Identification and Validation of a Prognostic Model Based on Tumour Necrosis Factor-Related mRNAs for Kidney Renal Clear Cell Carcinoma

Abstract

Tumour necrosis factor (TNF) plays a critical role in tumour progression, but the specific involvement of mRNA in this process, particularly in kidney renal clear cell carcinoma (KIRC) remains insufficiently understood. Our study aims to develop a TNF-related mRNA (TRmRNA) model to predict prognosis and inform treatment strategies in KIRC. KIRC expression data from The Cancer Genome Atlas (TCGA) and TNF-related genes (TRGs) from the Genecards database were used to construct and validate a TRmRNA prognostic model. A nomogram integrating clinical features with the risk model was also developed to enhance prognostic accuracy. Enrichment analysis, drug sensitivity analysis and RT-qPCR validation were performed to further explore the biological mechanisms and clinical applicability of the model. A prognostic signature consisting of nine TRmRNAs was identified. Kaplan-Meier analysis showed that the high-risk (HRK) group had significantly shorter overall survival (OS) compared to the low-risk (LRG) group (p < 0.001). The nomogram, incorporating the risk model, yielded an area under the curve (AUC) of 0.766, indicating robust prognostic accuracy. Enrichment analysis identified solute sodium symporter and proximal tubule transport pathways enriched in the LRG group, whereas the HRK group exhibited enrichment in CD22-mediated BCR regulation and immunoglobulin complex pathways. The HRK group also showed a higher tumour mutational burden (TMB), correlating with a poorer prognosis. RT-qPCR confirmed the differential expression of mRNAs in KIRC cells. The TRmRNA-based prognostic model holds significant promise for predicting patient outcomes and guiding personalised treatment strategies in KIRC.

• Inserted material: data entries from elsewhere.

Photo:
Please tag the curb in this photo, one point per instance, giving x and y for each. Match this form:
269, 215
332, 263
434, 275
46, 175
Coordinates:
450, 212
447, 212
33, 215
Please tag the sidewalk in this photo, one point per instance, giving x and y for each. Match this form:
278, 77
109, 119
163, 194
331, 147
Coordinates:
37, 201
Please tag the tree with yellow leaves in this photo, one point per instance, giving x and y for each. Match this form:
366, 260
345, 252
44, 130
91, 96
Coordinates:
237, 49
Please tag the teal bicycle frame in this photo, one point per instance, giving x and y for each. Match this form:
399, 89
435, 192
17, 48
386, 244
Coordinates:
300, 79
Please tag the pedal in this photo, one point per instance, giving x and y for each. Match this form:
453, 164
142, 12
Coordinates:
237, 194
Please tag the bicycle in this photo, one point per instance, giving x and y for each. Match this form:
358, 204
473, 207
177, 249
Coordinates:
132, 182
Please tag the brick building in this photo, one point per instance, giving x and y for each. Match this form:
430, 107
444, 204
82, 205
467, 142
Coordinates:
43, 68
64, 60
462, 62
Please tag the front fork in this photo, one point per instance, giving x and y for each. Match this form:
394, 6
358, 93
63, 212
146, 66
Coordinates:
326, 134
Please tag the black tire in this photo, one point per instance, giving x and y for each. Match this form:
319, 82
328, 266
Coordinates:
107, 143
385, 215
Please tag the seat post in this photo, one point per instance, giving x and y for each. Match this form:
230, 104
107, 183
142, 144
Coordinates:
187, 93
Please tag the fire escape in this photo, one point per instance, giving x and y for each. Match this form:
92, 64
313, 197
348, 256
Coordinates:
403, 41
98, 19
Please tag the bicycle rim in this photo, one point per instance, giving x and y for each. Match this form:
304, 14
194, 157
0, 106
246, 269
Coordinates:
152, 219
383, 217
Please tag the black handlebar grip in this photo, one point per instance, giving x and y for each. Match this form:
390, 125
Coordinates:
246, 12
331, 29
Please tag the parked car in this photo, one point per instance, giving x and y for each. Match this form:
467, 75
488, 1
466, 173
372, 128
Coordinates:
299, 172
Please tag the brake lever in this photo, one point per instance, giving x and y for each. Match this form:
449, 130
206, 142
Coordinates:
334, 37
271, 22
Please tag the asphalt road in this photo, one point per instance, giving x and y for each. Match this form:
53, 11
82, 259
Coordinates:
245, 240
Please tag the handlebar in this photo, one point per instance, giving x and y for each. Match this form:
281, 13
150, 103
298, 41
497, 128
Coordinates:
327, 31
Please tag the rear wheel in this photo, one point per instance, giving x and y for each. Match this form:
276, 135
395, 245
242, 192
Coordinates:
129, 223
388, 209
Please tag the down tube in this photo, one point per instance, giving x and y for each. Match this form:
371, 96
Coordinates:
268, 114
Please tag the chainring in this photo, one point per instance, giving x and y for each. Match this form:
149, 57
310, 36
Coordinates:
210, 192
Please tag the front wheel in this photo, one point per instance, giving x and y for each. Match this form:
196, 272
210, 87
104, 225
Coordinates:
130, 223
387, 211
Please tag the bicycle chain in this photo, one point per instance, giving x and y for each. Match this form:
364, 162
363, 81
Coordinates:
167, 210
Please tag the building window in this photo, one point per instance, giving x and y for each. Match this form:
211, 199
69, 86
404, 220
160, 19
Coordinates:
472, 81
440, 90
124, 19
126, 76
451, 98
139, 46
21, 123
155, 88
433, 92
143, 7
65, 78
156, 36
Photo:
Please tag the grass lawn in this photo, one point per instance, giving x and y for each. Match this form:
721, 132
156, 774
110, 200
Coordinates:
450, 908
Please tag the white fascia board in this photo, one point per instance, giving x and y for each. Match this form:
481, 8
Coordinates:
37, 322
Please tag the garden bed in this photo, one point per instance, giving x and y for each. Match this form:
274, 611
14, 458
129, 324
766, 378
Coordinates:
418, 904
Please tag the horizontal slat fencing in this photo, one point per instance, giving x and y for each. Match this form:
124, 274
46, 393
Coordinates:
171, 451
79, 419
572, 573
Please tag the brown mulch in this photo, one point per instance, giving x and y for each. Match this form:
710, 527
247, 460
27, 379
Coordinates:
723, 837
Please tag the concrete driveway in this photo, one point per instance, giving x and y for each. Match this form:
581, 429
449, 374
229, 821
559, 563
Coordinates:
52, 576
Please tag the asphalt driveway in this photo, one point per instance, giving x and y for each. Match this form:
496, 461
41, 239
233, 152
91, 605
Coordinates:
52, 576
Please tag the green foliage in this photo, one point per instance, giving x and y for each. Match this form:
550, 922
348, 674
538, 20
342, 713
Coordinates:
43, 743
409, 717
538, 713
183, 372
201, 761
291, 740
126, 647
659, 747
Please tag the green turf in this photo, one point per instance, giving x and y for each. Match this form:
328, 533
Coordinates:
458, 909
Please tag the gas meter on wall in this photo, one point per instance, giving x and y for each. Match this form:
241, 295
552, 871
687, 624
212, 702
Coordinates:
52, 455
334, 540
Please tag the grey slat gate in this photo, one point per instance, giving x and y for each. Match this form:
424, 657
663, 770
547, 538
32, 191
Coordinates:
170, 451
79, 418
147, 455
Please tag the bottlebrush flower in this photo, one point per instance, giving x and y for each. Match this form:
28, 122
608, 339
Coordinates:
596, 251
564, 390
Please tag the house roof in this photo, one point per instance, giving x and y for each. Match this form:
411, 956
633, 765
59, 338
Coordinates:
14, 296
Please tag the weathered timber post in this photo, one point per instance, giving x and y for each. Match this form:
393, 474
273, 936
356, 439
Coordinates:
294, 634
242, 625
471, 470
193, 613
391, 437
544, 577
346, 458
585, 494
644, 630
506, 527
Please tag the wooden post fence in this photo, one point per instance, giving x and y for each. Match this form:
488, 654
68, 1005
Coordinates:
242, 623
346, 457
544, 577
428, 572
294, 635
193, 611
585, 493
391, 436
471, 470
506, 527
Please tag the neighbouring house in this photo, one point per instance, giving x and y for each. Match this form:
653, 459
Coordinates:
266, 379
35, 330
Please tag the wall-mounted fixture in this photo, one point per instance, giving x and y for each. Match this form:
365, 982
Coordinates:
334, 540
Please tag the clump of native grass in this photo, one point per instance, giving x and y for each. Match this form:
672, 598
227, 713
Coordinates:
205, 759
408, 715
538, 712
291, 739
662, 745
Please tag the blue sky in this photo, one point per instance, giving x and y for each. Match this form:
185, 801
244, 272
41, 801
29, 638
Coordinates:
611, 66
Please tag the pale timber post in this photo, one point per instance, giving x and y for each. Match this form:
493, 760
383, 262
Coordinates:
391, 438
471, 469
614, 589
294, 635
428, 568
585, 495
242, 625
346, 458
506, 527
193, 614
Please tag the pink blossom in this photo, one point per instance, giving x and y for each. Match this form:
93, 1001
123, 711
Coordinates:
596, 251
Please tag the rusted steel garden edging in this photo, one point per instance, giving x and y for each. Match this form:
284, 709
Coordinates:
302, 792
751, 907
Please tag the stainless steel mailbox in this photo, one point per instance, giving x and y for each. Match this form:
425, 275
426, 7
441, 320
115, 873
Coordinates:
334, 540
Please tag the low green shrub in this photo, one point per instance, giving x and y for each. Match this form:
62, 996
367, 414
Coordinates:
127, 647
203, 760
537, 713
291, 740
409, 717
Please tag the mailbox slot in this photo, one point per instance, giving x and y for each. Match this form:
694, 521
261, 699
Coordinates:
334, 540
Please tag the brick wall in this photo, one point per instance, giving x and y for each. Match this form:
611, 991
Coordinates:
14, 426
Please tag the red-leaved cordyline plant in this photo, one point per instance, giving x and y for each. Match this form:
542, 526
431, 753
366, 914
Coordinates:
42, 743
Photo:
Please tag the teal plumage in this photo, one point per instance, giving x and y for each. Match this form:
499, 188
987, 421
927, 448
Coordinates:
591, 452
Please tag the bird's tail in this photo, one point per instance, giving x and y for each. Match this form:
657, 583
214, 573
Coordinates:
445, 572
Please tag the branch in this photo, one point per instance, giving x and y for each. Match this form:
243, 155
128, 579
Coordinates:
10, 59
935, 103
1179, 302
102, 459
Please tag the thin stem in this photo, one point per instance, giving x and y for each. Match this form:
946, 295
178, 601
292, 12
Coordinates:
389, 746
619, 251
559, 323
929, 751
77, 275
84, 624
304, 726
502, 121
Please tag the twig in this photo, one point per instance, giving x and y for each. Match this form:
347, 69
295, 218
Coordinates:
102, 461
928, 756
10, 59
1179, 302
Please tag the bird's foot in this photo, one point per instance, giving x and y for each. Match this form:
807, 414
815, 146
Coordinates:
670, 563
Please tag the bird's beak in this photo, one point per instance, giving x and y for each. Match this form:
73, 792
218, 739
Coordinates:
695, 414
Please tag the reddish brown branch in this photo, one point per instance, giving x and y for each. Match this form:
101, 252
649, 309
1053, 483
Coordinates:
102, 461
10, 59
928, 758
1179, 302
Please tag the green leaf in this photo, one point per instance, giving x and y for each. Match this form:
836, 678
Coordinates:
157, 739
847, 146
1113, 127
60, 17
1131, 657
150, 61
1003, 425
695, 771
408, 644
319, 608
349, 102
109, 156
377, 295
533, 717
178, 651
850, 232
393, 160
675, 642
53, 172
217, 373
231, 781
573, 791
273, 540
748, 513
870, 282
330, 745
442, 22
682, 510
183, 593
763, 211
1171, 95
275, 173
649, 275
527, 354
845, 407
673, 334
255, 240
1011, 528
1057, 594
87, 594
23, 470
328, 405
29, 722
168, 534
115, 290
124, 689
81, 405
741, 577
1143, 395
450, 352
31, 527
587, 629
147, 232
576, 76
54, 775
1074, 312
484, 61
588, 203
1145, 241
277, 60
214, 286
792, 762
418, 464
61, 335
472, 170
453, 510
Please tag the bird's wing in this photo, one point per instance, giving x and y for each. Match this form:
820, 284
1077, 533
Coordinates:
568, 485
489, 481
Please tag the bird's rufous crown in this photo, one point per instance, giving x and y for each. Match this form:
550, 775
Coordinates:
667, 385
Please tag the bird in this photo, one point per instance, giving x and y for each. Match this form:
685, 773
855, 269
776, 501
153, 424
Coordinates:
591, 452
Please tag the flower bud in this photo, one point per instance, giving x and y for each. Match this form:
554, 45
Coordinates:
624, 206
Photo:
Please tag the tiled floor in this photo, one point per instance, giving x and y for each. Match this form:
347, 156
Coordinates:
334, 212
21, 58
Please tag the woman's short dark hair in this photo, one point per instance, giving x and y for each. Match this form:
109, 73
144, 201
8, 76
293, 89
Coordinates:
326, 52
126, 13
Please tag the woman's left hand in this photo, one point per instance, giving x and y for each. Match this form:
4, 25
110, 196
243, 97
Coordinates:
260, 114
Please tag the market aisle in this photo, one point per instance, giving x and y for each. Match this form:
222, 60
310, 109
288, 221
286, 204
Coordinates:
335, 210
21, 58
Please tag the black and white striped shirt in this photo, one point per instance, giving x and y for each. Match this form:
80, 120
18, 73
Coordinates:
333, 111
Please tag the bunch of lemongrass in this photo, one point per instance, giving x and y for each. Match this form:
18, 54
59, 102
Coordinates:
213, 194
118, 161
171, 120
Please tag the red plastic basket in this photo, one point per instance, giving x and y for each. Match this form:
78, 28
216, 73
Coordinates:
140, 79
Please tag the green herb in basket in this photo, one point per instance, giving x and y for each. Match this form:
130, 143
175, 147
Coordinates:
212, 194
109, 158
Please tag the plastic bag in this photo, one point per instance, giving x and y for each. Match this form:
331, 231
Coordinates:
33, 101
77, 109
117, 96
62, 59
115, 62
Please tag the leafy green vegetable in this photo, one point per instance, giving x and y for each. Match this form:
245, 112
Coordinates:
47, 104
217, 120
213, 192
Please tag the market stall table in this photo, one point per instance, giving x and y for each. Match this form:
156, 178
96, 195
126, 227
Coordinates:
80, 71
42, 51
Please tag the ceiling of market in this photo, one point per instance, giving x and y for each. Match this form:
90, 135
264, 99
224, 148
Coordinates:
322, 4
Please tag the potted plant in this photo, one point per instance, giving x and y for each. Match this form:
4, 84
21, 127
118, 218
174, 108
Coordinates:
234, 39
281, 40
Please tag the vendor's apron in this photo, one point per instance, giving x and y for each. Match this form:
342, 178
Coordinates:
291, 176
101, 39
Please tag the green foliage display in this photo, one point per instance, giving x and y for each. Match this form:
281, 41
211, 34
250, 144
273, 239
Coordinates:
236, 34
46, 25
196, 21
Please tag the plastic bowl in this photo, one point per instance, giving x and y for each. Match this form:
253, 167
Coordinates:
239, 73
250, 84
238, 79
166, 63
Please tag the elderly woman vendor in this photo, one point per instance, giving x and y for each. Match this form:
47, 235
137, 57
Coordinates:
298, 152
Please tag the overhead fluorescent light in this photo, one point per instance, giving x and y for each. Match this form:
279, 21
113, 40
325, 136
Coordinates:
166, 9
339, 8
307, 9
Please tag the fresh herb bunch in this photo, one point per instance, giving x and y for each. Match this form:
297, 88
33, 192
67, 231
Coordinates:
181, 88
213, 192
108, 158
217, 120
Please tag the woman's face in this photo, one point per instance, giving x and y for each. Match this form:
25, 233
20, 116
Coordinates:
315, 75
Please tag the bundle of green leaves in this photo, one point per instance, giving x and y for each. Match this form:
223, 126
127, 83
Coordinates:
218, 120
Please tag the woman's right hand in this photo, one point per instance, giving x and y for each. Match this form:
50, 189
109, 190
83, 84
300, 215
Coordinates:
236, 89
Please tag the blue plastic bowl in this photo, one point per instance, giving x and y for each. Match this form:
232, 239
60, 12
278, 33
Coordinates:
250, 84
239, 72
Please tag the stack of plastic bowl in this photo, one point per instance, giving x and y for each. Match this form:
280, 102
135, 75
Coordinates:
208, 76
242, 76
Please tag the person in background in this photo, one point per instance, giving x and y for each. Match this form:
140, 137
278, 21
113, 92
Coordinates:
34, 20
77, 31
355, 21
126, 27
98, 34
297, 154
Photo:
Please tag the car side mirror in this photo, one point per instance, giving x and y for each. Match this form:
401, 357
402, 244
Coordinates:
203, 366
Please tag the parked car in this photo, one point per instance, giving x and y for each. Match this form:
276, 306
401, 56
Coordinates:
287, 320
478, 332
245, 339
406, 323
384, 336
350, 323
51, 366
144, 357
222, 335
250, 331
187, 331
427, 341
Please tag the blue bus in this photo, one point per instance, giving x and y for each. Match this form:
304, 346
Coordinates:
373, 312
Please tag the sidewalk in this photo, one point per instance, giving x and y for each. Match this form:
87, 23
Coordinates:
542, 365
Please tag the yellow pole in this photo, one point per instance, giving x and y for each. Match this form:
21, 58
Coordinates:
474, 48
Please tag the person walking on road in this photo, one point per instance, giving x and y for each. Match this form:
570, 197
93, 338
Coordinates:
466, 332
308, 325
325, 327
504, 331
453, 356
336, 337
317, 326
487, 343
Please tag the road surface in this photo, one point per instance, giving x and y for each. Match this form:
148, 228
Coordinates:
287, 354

Keywords: kidney clear cell carcinoma; messenger RNA; prognostic model; tumour necrosis factor.

FIGURE 1

Flow Chart.

FIGURE 2

PPI network (A); Filter for TNF‐related mRNAs. Volcano plot of differentially expressed TNF‐associated mRNAs (B); LASSO regression analysis (C, D).

FIGURE 3

The model prediction effect is validated by the train group, test group, and entire group. K‐M analysis (A–C) and time‐dependent ROC curves (D–F) to compare the survival of the high‐risk group and low‐risk group.

FIGURE 4

PCA and independent prognostic analysis of the signature. PCA based on all genes (A), all mRNAs (B), TNF‐related mRNAs (C), and risk signature (D); univariate (E) and multivariate (F) independent prognostic analysis.

FIGURE 5

Further validation of model effects. Survival curves of patients in different clinical states (A–F).

FIGURE 6

Nomogram predicts patient prognosis. Decision curve to test for forecast value (A) ROC curves containing different clinical information (B) A clinical prognosis nomogram is constructed by age, gender, risk, and stage together (C). Nomogram with (D) and without (E) risk model.

FIGURE 7

Tumour mutation burden in different risk groups. Percentage bar graph showing TMB for different risk subgroups (A) High‐risk group waterfall chart (B) Low‐risk group waterfall chart (C).

FIGURE 8

Analysis of tumour immune microenvironment. Violin plots of differences in ESTIMATE scores (A), stromal scores (B), immune scores (C) and tumour purity (D) for different risk subgroups; Bubble plots of correlations between immune cells and risk scores under six algorithms (E); Proportions of 22 immune cells in two subgroups under the CIBERSORT algorithm (F); single sample gene set enrichment analysis (G). *p < 0.05, **p < 0.01, ***p < 0.001.